Why do you consider it bad for local dev? A Redis instance literally takes 1MB memory when started.
I remember coming across a project that implemented a complete queueing system using SQL functions, so to add jobs you would just call a function and same for polling/listening for jobs. It was very well documented, each function was explained and how to use it. But I can't find it anymore.
Probably not the one you're thinking of, but I wrote something like this for C# once upon a time called OddJob [0]. If nothing else it shows decent patterns for a job queue that is friendly towards multiple producers/consumers.
We’ve implemented two types of queues using Postgres tables in production and it’s been working nicely. Happy to answer questions about our usage if it’s useful :)
We're currently keeping it as simple as possible. We just use a table and this query that runs every second:
"DELETE FROM job_queue RETURNING type, info;"
Works great and reliably so far. I think our current volume is on the order of 100-1000 req/sec. We'll likely switch to graphile-worker when we need more performance, but we're all about avoiding premature optimization. That library has been benchmarked to handle 10k req/sec: https://github.com/graphile/worker#performance
PgSQL table based job queues should be able to handle that kind of load, but to support it you will need very high IOPS based disk. If you have NVME SSD paired with decent CPU, it should be able to manage this.
This is mainly because PgSQL based queue is durable by default and based on how you implement your inserts, every new message will need a disk based commit.
There’s people who think using a database as a queue is bad, but if you keep pressing then for tangible reasons, it usually turns out to be emotional …… they just don’t like the idea.
Next time someone says it’s a bad idea, keep pressing for real answers, not emotion.
There is a lot of ignorance around all topics but in technology it seems to be more pronounced if only because I have personal and professional interest. I felt inclined to support 10x0five in his statement as my own experiences are identical as it relates to storing files in a database. There were, and likely still are, those that proclaim over and over to never store serially linked chunked data in a database, aka files, yet after building and proving a model in production long before today's tech that stance has seemed to change. The benefits far outweigh the costs when having everything in a database which is comparable in today's uptake of putting everything under version control. Fear not what others judge about your ideas as this should just be more motivation to "press for real answers" proving yourself correct.
You don’t even need a database to implement an effective queueing mechanism.
Linux file move is atomic, which means file system based queues are perfectly viable. Just save one message per file. Move the file to a different directory when it changes state.
I built a prototype queue around this mechanism.

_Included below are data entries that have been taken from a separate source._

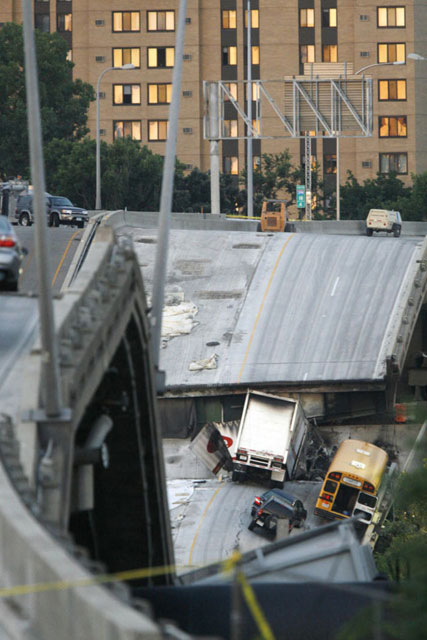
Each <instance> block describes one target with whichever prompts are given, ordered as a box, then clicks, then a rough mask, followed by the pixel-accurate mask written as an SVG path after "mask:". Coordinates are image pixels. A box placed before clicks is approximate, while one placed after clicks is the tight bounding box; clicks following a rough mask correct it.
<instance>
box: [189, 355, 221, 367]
mask: <svg viewBox="0 0 427 640" xmlns="http://www.w3.org/2000/svg"><path fill="white" fill-rule="evenodd" d="M218 357H219V356H218V354H216V353H214V354H213V355H212V356H211V357H210V358H204V359H203V360H197V361H195V362H190V366H189V367H188V369H189V371H201V370H202V369H216V363H217V360H218Z"/></svg>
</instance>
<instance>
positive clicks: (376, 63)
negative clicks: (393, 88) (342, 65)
mask: <svg viewBox="0 0 427 640" xmlns="http://www.w3.org/2000/svg"><path fill="white" fill-rule="evenodd" d="M409 55H411V54H409ZM408 58H409V56H408ZM390 64H405V61H404V60H396V61H395V62H374V63H373V64H368V65H367V66H366V67H362V68H361V69H358V70H357V71H355V73H354V75H355V76H357V74H359V73H362V71H366V69H370V68H371V67H384V66H387V65H390Z"/></svg>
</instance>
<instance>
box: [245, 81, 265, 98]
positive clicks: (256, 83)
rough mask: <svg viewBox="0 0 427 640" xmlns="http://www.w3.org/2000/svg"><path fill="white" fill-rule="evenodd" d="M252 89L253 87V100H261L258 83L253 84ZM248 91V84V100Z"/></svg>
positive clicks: (247, 95) (252, 90)
mask: <svg viewBox="0 0 427 640" xmlns="http://www.w3.org/2000/svg"><path fill="white" fill-rule="evenodd" d="M251 87H252V100H259V99H260V94H261V91H260V88H259V84H258V83H257V82H251ZM248 90H249V83H246V100H247V99H248Z"/></svg>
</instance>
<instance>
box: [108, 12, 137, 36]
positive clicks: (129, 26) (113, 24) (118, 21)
mask: <svg viewBox="0 0 427 640" xmlns="http://www.w3.org/2000/svg"><path fill="white" fill-rule="evenodd" d="M113 31H114V32H118V31H141V25H140V19H139V11H113Z"/></svg>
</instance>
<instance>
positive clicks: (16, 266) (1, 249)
mask: <svg viewBox="0 0 427 640" xmlns="http://www.w3.org/2000/svg"><path fill="white" fill-rule="evenodd" d="M26 253H27V251H26V249H24V248H22V247H21V245H20V243H19V240H18V236H17V235H16V233H15V231H14V230H13V227H12V225H11V224H10V222H9V220H8V219H7V218H6V217H5V216H2V215H0V290H2V291H18V280H19V274H20V272H21V264H22V259H23V257H24V255H25V254H26Z"/></svg>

Performance was bound to the disks ability to create small files, around 30,000 messages per second.
This sort of performance rivals some of much more sophisticated and complex queuing systems, but has zero configuration.
It has complex failure modes though, unless you're not at all concerned about what happens if the program crashes, power goes out, file gets corrupted, etc.

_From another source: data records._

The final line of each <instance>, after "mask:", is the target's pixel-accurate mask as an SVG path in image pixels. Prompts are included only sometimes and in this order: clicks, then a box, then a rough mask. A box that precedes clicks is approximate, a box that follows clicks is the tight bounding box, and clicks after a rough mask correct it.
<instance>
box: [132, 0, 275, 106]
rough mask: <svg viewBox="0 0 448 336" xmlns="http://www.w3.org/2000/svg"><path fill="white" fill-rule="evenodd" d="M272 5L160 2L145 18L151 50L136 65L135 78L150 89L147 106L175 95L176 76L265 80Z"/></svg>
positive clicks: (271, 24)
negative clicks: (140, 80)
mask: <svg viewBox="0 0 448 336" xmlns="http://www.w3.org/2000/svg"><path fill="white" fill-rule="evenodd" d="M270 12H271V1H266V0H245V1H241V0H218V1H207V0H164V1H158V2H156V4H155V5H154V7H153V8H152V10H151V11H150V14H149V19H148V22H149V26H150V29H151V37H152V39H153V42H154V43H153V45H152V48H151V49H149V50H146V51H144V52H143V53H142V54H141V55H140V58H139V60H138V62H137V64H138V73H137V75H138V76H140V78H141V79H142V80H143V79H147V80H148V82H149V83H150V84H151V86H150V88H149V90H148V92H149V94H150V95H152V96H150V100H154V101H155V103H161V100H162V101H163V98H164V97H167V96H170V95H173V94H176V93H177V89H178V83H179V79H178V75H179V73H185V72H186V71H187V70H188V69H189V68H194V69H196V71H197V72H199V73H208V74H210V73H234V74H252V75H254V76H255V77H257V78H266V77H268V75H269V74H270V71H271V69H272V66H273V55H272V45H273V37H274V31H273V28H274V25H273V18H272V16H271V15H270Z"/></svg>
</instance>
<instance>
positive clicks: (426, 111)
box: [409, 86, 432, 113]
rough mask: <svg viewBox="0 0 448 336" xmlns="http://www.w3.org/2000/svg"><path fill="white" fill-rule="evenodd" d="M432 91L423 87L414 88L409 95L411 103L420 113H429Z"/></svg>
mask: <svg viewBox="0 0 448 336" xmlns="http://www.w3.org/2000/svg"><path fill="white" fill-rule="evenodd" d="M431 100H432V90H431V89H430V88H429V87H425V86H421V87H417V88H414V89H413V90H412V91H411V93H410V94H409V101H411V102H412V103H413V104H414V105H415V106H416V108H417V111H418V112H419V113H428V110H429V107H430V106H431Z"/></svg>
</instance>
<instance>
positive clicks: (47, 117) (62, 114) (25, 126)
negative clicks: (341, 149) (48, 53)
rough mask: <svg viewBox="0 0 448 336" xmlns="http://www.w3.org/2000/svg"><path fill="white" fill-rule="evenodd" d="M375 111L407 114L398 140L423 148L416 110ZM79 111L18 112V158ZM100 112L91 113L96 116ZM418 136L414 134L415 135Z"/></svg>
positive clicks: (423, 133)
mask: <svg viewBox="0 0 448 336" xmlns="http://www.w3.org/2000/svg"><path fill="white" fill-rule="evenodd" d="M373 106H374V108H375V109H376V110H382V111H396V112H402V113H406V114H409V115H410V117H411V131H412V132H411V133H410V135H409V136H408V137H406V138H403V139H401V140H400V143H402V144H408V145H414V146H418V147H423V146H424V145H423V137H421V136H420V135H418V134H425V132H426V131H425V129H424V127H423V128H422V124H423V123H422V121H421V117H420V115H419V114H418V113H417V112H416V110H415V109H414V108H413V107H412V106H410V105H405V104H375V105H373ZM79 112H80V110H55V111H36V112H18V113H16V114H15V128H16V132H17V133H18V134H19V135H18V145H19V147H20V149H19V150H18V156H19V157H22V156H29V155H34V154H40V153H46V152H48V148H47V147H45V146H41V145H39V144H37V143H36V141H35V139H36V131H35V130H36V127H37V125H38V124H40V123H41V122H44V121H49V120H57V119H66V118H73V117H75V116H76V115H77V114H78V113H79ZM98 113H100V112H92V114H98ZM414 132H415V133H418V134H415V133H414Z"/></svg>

It's surprisingly difficult to write something that stores changing data on disk correctly and durably.
If you mean they have to solve the same problems with very careful design and programming, yes. It's non trivial. Even Postrgres had a correctness issue around fsync for nearly twenty years.
If you roll your own, that's very hard to get right. I wouldn't have confidence in such a system that I've built myself.
There is a Go port of Que but you can also easily port it to any language you like. I have a currently non-OSS implementation in Rust that I might OSS someday when I have time to clean it up.